# Decatur sportsman club



## matthewsman (Dec 17, 2006)

Anybody on here hunt the Decatur Sportsman Club adjoing CE?Is that Y'all Jasper and Southpaw draw?


----------



## SouthPaw Draw (Dec 18, 2006)

matthewsman said:


> Anybody on here hunt the Decatur Sportsman Club adjoing CE?Is that Y'all Jasper and Southpaw draw?




That's not us. We are on Murder Creek Rd.
Where is this club located you are talking about?


----------



## Jasper (Dec 18, 2006)

matthewsman said:


> Anybody on here hunt the Decatur Sportsman Club adjoing CE?Is that Y'all Jasper and Southpaw draw?

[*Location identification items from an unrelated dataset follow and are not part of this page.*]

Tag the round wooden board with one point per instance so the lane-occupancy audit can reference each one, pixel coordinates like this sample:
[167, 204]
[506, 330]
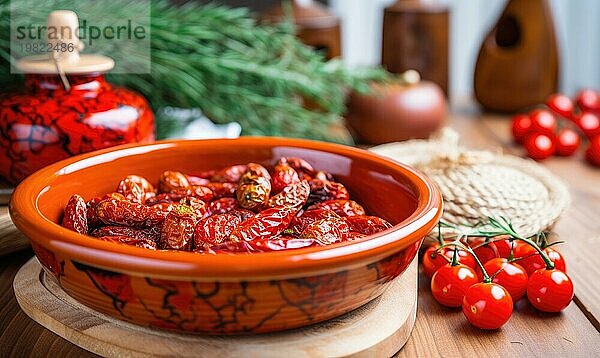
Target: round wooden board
[11, 239]
[380, 328]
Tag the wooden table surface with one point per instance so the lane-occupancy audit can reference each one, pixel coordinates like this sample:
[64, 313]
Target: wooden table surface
[438, 331]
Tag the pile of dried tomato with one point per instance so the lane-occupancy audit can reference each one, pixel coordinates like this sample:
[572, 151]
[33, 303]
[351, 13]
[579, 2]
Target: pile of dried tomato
[238, 209]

No, not me Donnie. What do you know about it?


----------



## matthewsman (Dec 18, 2006)

*thanks guys*

I was hunting near the property line on it for the Adult/child hunt...There was a littl e pig sign on the creek near there and plenty of turkey sign too....I thought if it was reasonable and some folks could give me some info on it worth hearing,I would see about trying to get in....It's so covienient for us to get down there,but the hunting is so limited on the wma.....

We were just riding and looking,and they had their name on the club so we thought we'd ask.....

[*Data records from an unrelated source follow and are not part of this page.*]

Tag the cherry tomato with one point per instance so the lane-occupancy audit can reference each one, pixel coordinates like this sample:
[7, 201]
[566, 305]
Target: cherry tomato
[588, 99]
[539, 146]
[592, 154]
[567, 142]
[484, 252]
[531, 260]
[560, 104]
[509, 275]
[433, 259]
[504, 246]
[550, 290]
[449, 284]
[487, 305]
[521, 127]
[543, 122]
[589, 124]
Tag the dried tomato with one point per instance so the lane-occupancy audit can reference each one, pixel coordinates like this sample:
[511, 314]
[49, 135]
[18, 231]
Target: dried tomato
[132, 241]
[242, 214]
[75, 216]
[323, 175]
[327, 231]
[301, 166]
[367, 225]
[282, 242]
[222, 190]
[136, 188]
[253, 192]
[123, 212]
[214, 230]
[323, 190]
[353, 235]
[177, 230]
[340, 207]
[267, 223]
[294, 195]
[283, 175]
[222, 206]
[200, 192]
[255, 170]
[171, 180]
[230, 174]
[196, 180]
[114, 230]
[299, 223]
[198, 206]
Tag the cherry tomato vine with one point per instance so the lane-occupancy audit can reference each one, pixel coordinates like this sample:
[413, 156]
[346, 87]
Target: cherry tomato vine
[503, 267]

John, I was thinking you and SPD were on the same lease down there and was curious if that was it..

SPD,is that the land that was clear-cut in the last two years with the shootin' houses in the cuts?..


----------



## SouthPaw Draw (Dec 18, 2006)

No our land is directly across the road from the property that has been clear cut. We have 250 acres that is bordered on 2 sides by the WMA.


----------